Bagi pendukung Liverpool, pertandingan game week I semalam melawan Arsenal adalah sebuah ujian terhadap kekuatan jantung dan mental. Sebuah drama bertabur gol dengan skor akhir Liverpool menang 4-3 berkat 2 gol Coutinho, Lallana, dan Mané. Bagi yang semalam tidak menyaksikan pertandingan atau mungkin sedang dalam hiatus dengan internet, saya yakin sampai detik ini ada puluhan video ulasan pertandingan yang bisa ditonton di Youtube.
Satu hal yang menarik (di antara banyak hal) dari pertandingan semalam adalah setelah Sadio Mané mencetak gol ke gawang Arsenal dan membawa Liverpool unggul sementara 4-1 atas klub kota London tersebut. Pemain berkewarganegaraan Senegal ini langsung berlari ke arah Jürgen Klopp yang sudah berlari dari bench dan siap menyambut Mané.
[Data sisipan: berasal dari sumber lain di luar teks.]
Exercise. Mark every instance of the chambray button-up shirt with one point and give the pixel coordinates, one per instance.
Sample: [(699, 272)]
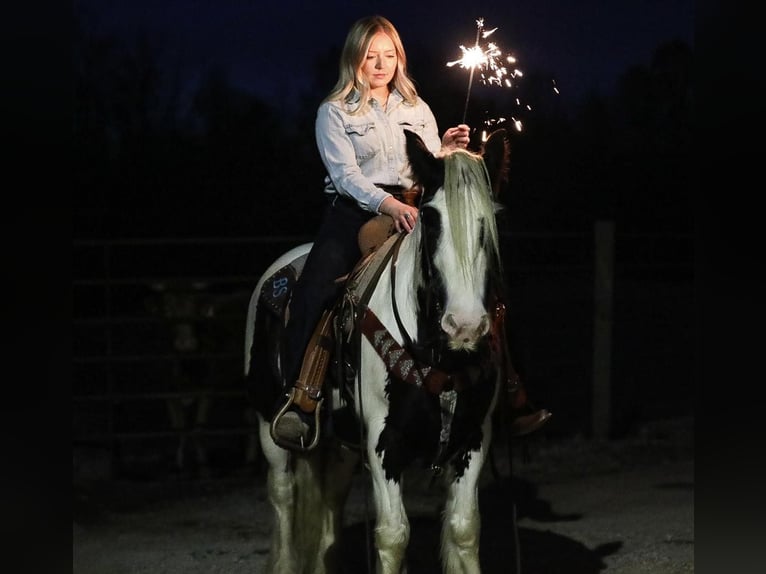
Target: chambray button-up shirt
[(361, 150)]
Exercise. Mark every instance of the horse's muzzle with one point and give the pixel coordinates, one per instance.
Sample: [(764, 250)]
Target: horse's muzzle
[(464, 333)]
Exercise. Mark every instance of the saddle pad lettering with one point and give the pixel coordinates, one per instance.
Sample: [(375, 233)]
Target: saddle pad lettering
[(276, 290)]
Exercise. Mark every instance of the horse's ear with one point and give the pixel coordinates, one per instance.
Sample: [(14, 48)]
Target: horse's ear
[(496, 152), (426, 169)]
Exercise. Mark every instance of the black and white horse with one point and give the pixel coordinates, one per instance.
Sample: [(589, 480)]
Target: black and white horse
[(418, 326)]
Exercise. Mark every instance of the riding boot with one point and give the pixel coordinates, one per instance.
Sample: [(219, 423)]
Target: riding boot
[(524, 417), (296, 426)]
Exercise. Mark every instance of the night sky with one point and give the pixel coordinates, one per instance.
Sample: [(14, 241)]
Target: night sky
[(271, 48)]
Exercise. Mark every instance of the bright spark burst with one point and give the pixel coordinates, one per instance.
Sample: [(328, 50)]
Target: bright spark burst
[(494, 68)]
Berikutnya, yang terjadi adalah sebuah selebrasi yang masih sangat langka di jagad EPL.
Mereka seperti merayakan pesta semalam: sebuah pertandingan pembuka melawan tim kuat di kandang lawan dan menang. Kejadian ini mengingatkan saat Adam Lallana mencetak skor di kandang Norwich pada Januari 2016 yang membuat Liverpool menang 5-4 (lagi-lagi sebuah drama). Kacamata Klopp bahkan sampai rusak:
Ini adalah bukti bahwa Klopp adalah pelatih yang mudah disukai dan dipercaya oleh pemain, tidak peduli baru berapa lama pemain tersebut bermain di bawah asuhan Klopp. Sebagai pelatih, taktik geggen pressing miliknya terbukti cukup ampuh sejauh ini untuk mendongkrak posisi Liverpool. Pendekatannya dengan pemain pun terlihat kebapakan. Ia memeluk pemain dan berkata hal-hal positif tentang mereka di depan media.
Para pemain juga sepertinya menganggap Klopp seperti sahabat. Tidak jarang mereka bergurau dengannya. Nathaniel Clyne bahkan memberi hadiah natal berupa kamus Bahasa Inggris. Sebuah langkah berani, sebab jika pelatih tidak memiliki rasa humor yang baik, bisa jadi itu dianggap hal yang tidak sopan mengingat Klopp adalah orang Jerman.
Humor itu juga yang menjadikan Klopp sebagai media darling di Inggris. Konferensi pers-nya selalu menarik untuk diikuti. Celetukan-celetukannya juga banyak yang lucu. Misalnya saat akan melawan United di Europa League, Klopp ditanya jurnalis tentang taktik. Ia pun menjawab, ”Saya tidak akan membahas soal taktik. Mereka di Manchester juga punya TV.” Sebuah keputusan yang benar karena Liverpool akhirnya menang di Old Trafford.
Bagi fans, Klopp juga orang yang mudah disukai. Ia menonton film dokumenter tragedi Hillsborough setelah menerima tawaran dari Liverpool, tidak mau diwawancara koran The Sun (sebab pemberitaan mereka tentang Hillsborough selama ini), meminta Anfield untuk lebih hidup di pertandingan kandang, terakhir, Klopp menirukan dansa ala Sturridge saat tur pra-musim ke Amerika Serikat.
Menurut saya, Klopp adalah people person. Disini kelebihan Klopp. Ia tahu bagaimana berkomunikasi dan memenangkan hati banyak orang. Bukan rahasia jika seorang pelatih berhadapan dengan pemain, pemilik klub, staf, pendukung, dan media. Sejauh ini, Klopp melakukannya dengan baik: ia mampu membuat pemain-pemain melakukan instruksinya; pendukung bersatu untuk mendukung tim; tidak ada kabar perseteruan dengan staf; tidak ada media yang memelintir perkataannya; bahkan pemilik memperpanjang kontraknya.
Memang ini sepak bola. Pelatih dinilai dari apakah ia mampu mengembangkan pemain dan membawa tim menjadi juara. Tapi, bukankah segalanya terasa lebih mungkin ketika sang pelatih memiliki karakter yang menyenangkan seperti Klopp? Harapan saya yang paling realistis adalah melihat selebrasi-selebrasi seperti di atas semakin sering terjadi. Kali ini, tolong, tanpa drama yang membuat jantungan.